Ainda que tenha evitado afirmar taxativamente que é candidato à presidência do país, na primeira conferência de imprensa em solo coreano, na quinta-feira, Ban Ki-moon disse que nos próximos dias ia ouvir “as opiniões dos cidadãos” e que a partir daí tomaria uma decisão “com rapidez”.

O antigo secretário da ONU visitou hoje uma base naval em Pyeongtaek, a setenta quilómetros a sul de Seul, onde defendeu a decisão de Seul e Washington de instalar um escudo antimísseis em território sul-coreano.

“Dada a realidade da Península da Coreia, que se encontra numa situação de quase guerra, é correto que o Governo tome uma decisão assim”, disse Ban Ki-moon, segundo a agência local Yonhap.

Os observadores sublinham que a agenda de Ban Ki-moon mostra como o ex-responsável da ONU quer mandar uma mensagem de unidade aos eleitores de todo o espetro político e formar uma coligação de políticos fora dos desgastados partidos tradicionais.

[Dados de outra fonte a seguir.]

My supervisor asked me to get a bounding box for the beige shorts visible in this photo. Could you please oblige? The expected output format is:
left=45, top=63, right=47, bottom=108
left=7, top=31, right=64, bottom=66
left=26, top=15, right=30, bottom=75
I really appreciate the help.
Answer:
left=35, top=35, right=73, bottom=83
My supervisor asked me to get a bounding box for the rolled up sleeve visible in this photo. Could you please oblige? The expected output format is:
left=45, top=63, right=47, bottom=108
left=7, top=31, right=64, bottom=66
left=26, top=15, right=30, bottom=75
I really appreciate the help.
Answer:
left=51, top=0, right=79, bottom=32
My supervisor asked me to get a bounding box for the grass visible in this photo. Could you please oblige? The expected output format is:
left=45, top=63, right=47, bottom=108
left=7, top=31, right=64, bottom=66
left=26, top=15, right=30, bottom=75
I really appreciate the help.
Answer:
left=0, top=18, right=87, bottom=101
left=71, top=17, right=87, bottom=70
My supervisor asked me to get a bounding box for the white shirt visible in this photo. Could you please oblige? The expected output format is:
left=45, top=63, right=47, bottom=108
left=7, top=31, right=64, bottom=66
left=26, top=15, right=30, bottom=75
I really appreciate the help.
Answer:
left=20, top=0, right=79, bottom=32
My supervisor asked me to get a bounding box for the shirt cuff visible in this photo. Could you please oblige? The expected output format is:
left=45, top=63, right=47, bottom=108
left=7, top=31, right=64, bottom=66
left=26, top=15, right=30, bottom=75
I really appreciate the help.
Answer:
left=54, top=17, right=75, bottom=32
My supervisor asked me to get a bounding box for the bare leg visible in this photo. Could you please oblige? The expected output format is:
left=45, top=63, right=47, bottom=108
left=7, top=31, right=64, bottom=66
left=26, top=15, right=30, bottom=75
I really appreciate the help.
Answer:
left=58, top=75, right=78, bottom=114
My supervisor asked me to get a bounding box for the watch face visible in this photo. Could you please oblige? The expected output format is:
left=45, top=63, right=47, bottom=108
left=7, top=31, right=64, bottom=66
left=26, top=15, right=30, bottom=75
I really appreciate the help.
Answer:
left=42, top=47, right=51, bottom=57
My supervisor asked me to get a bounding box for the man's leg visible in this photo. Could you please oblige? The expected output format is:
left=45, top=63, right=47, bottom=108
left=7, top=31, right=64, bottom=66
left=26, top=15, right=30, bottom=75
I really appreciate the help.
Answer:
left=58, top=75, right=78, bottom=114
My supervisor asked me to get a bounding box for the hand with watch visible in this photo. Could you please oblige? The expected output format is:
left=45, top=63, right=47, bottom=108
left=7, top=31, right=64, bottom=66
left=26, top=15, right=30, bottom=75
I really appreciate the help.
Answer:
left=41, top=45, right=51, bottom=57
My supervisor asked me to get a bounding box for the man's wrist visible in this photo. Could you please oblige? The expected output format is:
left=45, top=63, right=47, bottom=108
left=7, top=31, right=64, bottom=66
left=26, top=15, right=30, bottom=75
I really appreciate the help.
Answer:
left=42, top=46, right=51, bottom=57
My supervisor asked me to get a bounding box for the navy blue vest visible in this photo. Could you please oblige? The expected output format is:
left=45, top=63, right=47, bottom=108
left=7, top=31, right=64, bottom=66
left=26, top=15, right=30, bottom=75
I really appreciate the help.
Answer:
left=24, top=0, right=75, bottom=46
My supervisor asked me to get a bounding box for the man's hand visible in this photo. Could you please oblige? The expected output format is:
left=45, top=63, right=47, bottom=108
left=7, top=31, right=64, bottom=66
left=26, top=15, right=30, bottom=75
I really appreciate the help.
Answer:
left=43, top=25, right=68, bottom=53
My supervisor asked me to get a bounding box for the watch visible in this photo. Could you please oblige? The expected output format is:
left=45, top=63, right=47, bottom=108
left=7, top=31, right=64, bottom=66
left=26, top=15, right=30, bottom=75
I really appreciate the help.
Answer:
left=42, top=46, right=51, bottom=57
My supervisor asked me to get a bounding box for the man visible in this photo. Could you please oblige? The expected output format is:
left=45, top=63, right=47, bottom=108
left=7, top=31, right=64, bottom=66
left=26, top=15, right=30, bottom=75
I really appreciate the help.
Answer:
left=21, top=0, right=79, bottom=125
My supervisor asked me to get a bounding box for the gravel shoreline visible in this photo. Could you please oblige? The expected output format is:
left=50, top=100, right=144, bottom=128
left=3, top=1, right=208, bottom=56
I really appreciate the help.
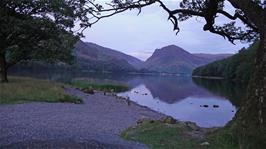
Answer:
left=0, top=89, right=163, bottom=149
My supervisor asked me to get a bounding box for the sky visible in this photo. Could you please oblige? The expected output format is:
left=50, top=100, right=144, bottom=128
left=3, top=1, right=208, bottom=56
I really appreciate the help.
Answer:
left=82, top=1, right=247, bottom=60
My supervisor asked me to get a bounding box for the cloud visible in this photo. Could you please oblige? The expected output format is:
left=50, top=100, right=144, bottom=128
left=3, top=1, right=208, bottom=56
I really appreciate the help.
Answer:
left=83, top=1, right=247, bottom=60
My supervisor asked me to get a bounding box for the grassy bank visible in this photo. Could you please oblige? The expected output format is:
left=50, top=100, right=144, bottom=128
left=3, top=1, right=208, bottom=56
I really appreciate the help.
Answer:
left=121, top=121, right=239, bottom=149
left=71, top=80, right=129, bottom=92
left=0, top=77, right=82, bottom=104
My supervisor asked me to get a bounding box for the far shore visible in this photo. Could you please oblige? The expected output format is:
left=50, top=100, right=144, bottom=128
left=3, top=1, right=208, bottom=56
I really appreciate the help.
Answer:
left=192, top=76, right=224, bottom=80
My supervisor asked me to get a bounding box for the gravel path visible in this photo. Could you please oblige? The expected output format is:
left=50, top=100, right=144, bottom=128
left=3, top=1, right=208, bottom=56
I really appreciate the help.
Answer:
left=0, top=89, right=162, bottom=149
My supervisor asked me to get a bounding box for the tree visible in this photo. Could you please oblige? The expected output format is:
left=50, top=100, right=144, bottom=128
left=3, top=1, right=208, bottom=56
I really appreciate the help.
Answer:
left=87, top=0, right=266, bottom=148
left=0, top=0, right=93, bottom=82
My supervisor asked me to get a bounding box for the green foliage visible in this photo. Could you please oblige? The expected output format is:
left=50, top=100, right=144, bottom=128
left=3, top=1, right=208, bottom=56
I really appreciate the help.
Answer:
left=121, top=121, right=199, bottom=149
left=121, top=121, right=239, bottom=149
left=0, top=0, right=93, bottom=68
left=193, top=42, right=259, bottom=83
left=0, top=77, right=82, bottom=104
left=71, top=80, right=129, bottom=92
left=206, top=127, right=240, bottom=149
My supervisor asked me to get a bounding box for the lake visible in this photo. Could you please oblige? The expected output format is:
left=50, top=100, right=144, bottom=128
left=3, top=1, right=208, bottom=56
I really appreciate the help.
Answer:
left=8, top=69, right=243, bottom=127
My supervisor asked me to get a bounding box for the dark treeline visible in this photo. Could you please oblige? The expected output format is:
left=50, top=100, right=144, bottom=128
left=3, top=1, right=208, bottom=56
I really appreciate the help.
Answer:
left=192, top=42, right=259, bottom=83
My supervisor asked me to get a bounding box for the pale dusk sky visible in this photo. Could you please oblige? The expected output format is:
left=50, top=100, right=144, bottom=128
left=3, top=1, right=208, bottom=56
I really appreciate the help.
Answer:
left=82, top=0, right=248, bottom=60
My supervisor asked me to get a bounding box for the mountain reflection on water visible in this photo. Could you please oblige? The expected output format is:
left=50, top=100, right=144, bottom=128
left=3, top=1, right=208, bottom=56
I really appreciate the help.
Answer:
left=9, top=68, right=244, bottom=127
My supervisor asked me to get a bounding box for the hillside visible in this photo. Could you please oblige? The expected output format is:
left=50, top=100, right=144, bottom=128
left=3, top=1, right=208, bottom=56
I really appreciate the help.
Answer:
left=75, top=41, right=233, bottom=74
left=193, top=43, right=258, bottom=82
left=75, top=41, right=142, bottom=72
left=193, top=53, right=233, bottom=61
left=144, top=45, right=230, bottom=74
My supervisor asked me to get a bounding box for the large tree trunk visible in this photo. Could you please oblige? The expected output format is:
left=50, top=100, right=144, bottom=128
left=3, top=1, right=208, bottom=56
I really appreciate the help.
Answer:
left=0, top=53, right=8, bottom=82
left=236, top=33, right=266, bottom=148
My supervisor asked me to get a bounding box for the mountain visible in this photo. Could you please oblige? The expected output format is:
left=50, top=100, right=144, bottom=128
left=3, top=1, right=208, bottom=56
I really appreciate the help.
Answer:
left=193, top=53, right=233, bottom=61
left=75, top=41, right=230, bottom=74
left=143, top=45, right=229, bottom=74
left=75, top=41, right=143, bottom=72
left=193, top=42, right=259, bottom=83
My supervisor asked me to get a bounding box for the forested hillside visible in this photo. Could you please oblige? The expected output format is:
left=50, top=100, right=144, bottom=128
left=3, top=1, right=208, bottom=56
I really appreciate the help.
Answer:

A Coreia do Sul encontra-se numa profunda crise política depois de, no final do ano passado, se ter deparado com um caso de corrupção que atingiu o atual Presidente do país, Park Geun-hye, destituído em dezembro pelo parlamento.

O Constitucional tem agora até maio para decidir se torna efetiva a decisão parlamentar e, caso a destituição seja aprovada devem realizar-se eleições num prazo máximo de 60 dias.

Mesmo que a destituição seja vetada, as eleições presidenciais devem realizar-se a 16 de dezembro, já que expira o mandato de cinco anos de Park.

As últimas sondagens na Coreia do Sul situam Ban Ki-moon como um dos favoritos a chefe de Estado, surgindo depois o nome de Moon Jae-in, ex-presidente do Partido Democrático e candidato derrotado por Park em 2012.